O homem praticamente soltava fumaça pelas orelhas.
— Não vou assinar nenhum dos dois, garota burra. Não sabe quem sou?
— Tudo bem — disse Celaena, inclinando a lâmina para que se enterrasse com mais facilidade na pele. — Memorizei sua assinatura quando estava em seu escritório naquele primeiro dia. Não vai ser difícil forjá-la. E quanto ao anel do selo... — Celaena tirou outra coisa do bolso.
— Também o peguei no primeiro dia no escritório, para o caso de precisar. Parece que eu estava certa. — Rolfe emitiu um ruído rouco quando Celaena ergueu o anel com a mão livre, refletindo luz na joia. — Imagino que posso voltar para a cidade e contar a seus seguidores que você decidiu zarpar atrás daqueles escravos e que o esperem de volta em... Não sei... seis meses? Um ano? Tempo o bastante para não repararem na cova que cavarei bem aqui no fim da estrada. Sinceramente, você viu quem sou, e eu deveria acabar com sua vida por isso. Mas considere um favor, e uma promessa, que, se não seguir minhas ordens, mudarei minha decisão de poupá-lo.
Os olhos do pirata se semicerraram.
— Por quê?
— Esclareça isso.
Ele inspirou.
— Por que ter tanto trabalho por escravos?
— Porque se não lutarmos por eles, quem vai? — Celaena tirou uma caneta-tinteiro do bolso. — Assine os papéis.
Rolfe ergueu uma sobrancelha.
— E como saberá que estou cumprindo com minha palavra?
Celaena retirou a adaga do pescoço dele e usou a lâmina para afastar uma mecha dos cabelos castanhos do pirata.
— Tenho minhas fontes. E, se ouvir que está comerciando escravos, não importa aonde vá, não importa para o quão longe fuja, vou achar você. Já o desarmei duas vezes. Na terceira vez, não terá tanta sorte. Juro por meu nome. Tenho quase 17 anos e já consigo derrubar você; imagine o quanto ficarei boa em alguns anos. — Ela sacudiu a cabeça. — Não acho que queira me provocar agora... e certamente não mais tarde.
Rolfe a encarou durante alguns segundos.
— Se colocar os pés em meu território de novo, sua vida estará selada. — Ele parou, então murmurou: — Que os deuses ajudem Arobynn. — Rolfe pegou a caneta. — Algum outro pedido?

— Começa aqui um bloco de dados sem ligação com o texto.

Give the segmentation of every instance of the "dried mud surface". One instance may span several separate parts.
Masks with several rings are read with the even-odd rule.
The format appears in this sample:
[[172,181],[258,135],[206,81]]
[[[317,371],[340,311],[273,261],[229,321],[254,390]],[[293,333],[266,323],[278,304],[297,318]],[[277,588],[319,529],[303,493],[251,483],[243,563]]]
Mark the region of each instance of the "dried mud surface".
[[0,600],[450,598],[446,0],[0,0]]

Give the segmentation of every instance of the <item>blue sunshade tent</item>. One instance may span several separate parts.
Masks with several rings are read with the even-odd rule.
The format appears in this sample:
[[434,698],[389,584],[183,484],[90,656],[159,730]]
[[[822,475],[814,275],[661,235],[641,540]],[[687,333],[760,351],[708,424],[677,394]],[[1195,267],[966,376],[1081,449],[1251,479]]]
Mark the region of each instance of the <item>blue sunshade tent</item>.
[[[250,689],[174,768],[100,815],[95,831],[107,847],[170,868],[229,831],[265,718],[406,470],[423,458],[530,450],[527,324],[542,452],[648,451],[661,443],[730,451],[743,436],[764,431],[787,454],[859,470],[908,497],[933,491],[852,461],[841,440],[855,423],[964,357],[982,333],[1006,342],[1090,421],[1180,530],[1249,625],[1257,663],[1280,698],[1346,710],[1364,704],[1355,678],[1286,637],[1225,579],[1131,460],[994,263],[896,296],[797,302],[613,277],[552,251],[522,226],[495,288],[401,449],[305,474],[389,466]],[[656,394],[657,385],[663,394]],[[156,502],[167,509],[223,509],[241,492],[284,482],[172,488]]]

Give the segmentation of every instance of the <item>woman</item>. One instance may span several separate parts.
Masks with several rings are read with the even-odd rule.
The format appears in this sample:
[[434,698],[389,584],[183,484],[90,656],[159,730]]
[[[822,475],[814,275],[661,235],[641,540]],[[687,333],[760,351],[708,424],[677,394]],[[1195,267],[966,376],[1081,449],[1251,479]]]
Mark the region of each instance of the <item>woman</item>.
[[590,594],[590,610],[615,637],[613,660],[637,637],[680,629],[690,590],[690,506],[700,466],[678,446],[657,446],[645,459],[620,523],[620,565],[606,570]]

Celaena o soltou, mas manteve a adaga na mão.
— Bem, sim — disse ela. — Um navio seria bom.
Rolfe apenas a olhou com raiva antes de pegar os documentos.

***

Depois de o pirata assinar, selar e entregar os documentos a Celaena, ela tomou a liberdade de apagá-lo de novo. Golpes ágeis em dois pontos do pescoço deram conta disso, e Rolfe ficaria desmaiado pelo tempo necessário para que ela realizasse o que precisava: encontrar Sam.
Celaena disparou pelas escadas destruídas da torre, saltando sobre cadáveres de piratas e pedaços de pedra, sem parar até que encontrasse os corpos esmagados da dezena de piratas que estava mais perto de Sam e das ruínas da catapulta. Sangue, ossos, pedaços de carne macerados para os quais não queria olhar por muito tempo...
— Sam! — gritou a jovem, saltando por cima de alguns destroços. Empurrou uma viga de madeira para o lado, verificando a plataforma por qualquer sinal dele. — Sam!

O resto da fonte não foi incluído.